Personal thoughts: This tradition is a perfect example of how folklore is performative. By going back to a place that holds much historical and personal importance to many people, and re-enacting those who started the tradition, they are truly performing. Those in the LGBTQ+ community who go to the Stonewall Inn Bar are not just discussing what their trailblazers said and did, they are also, in some way, actively taking part in and adding to their own history. As new ideas are brought up by new generations visiting the bar, the tradition and ideas behind it will continue to evolve.

Sari Ceremonies

  1. The main piece: Sari Ceremony

“It is the first time they tie a sari for a little girl. It’s just the first time that a little girl gets a sari, and the family makes a big event out of it. Maybe it was, in the olden days, you know, very very olden days, people got married when they were 9 or 10. This was when the girl was 6 years of age, so maybe people were letting them know.
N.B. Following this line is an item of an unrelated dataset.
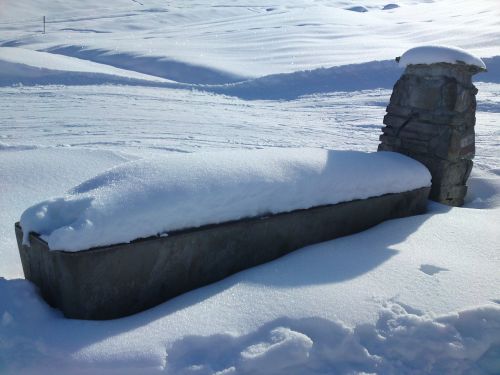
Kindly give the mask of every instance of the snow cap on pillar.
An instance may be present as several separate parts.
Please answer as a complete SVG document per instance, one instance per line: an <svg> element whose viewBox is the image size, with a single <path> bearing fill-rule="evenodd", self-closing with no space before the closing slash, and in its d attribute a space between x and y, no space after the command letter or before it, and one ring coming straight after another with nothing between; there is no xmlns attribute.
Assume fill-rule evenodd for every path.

“And by the way, there’s an equivalent boy’s ceremony. A dhoti, or pancha ceremony. Boys’ cloths are called dhoti, or panchalu, and this is from the Andhra people south of India. So it’s the same thing for boys also.

“Usually, we do it in odd years. 5, 7, 11. But you know, all Indian things are like that. We always give odd numbers of money as gift. And then, you just invite near and dear. That’s it.”

  1. Background information about the performance from the informant: why do they know or like this piece? Where/who did they learn it from? What does it mean to them? Etc.

“You know, I went to some of my friends’ sari ceremonies growing up, but I never had one. So I thought, okay, when I have my own daughter, I’ll have a nice sari ceremony for her. So we visited India and we had one for her, and we had her grandparents and aunts and uncles there, and it felt, what is it in English? Complete.”

  1. Finally, your thoughts about the piece

The sari ceremonies in Andhra Pradesh, a state in South India, are examples of coming-of-age ceremonies. In the very old days, they would have indicated that a girl’s childhood was complete, and that she was now available to be married. While the marriage connotation has definitely faded, the sari ceremony is still a marker of transition from helpless child to young person capable of decision making and responsibility. Wearing a sari requires a number of complex steps, and the sari ceremony also announces the girl has reached a certain level of maturity. The informant mentioned that her daughter’s sari ceremony brought many members of her family together, showing that sari and dhoti ceremonies have also transitioned into large community events.

  1. Informant Details

The informant is a middle-aged Indian-American female. She was born in India and grew up with her two sisters in a small town near a holy river in Andhra Pradesh, the Godavari River. After moving to the United States and raising her children there, she enjoyed reminiscing on her childhood in India and sharing stories of it with her children, so that they could see the differences in their upbringings and learn about their Indian heritage.